A different organization is proposed in [9], which implements buffering within the synchronizer, as shown in Fig. 3(b). In this tightly coupled implementation, no extra buffering is employed; instead, the 3-flop synchronizer in Fig. 1(a) also acts as a buffer by relaxing the counters' free-running characteristic. Whenever synchronized data



Fig. 3. (a) Loosely coupled [8] and (b) tightly coupled [9] mesochronous synchronization and buffering architectures.

cannot be consumed immediately in the receiver due to a downstream stall, the write and read counters stop and the transmitter is notified by a stall signal to stop sending further data.

The tightly coupled organization reduces the area budget, since no extra registers are required to implement the FIFO buffer, other than the ones required by the modified 3-flop synchronizer.

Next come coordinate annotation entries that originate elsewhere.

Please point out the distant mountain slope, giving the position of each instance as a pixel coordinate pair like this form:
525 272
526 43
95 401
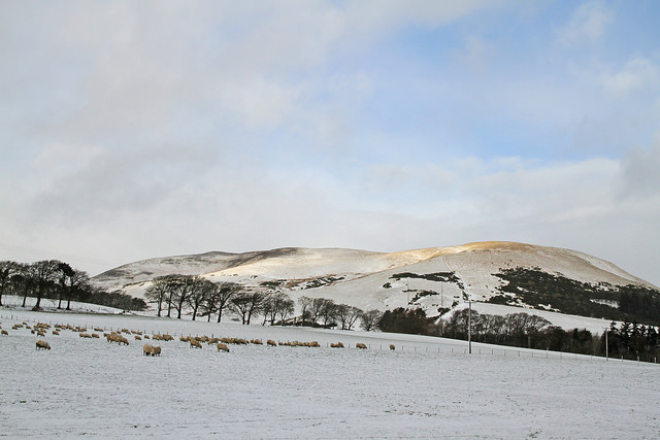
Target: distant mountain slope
435 279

However, in order to stop the free-running counters effectively, the stall signal must reach the transmitter within the same clock cycle. This requirement imposes very strict timing constraints to the transmitter–receiver link, thereby limiting the maximum link length that can be supported. In order to somewhat relax the timing constraints, an alternative "hybrid" version of the tightly coupled organization was proposed [10]. In both cases, 3-flop synchronizers are enough, since in [9] and [10], the clocks are assumed to be deasserted during reset, similar to [12]. Instead, if reset is done asynchronously, as in Starsync [8], a 4-flop synchronizer will be needed.

Overall, the sizing of the synchronizer structures in both loosely and tightly coupled architectures is not an architectural feature, but just a property of the employed reset mechanism. Therefore, even though the two architectures were proposed with different register requirements, in reality, they need the same *n*-flop synchronizers, as long as they are being reset in the same way.

#### III. PROPOSED MESOCHRONOUS FIFO

The proposed mesochronous FIFO architecture combines the benefits of the loosely coupled [8] and tightly coupled approaches [9], [10], while avoiding their weaknesses. The new design couples synchronization and buffering in a cost-efficient implementation that fully supports multicycle link delays. A completely different operating approach is adopted, whereby the data are synchronized implicitly through the explicit synchronization of flow-control signals.

#### A. Architecture and Operation

Fig. 4(a) shows the proposed mesochronous FIFO. Data that need to be synchronized are stored in a memory placed in the transmitter domain. Two monotonically increasing counters



Fig. 4. (a) Proposed mesochronous FIFO, which implicitly synchronizes data through the explicit synchronization of the flow-control push/pop signals. (b) Short cycle-by-cycle example of the operation of the proposed design.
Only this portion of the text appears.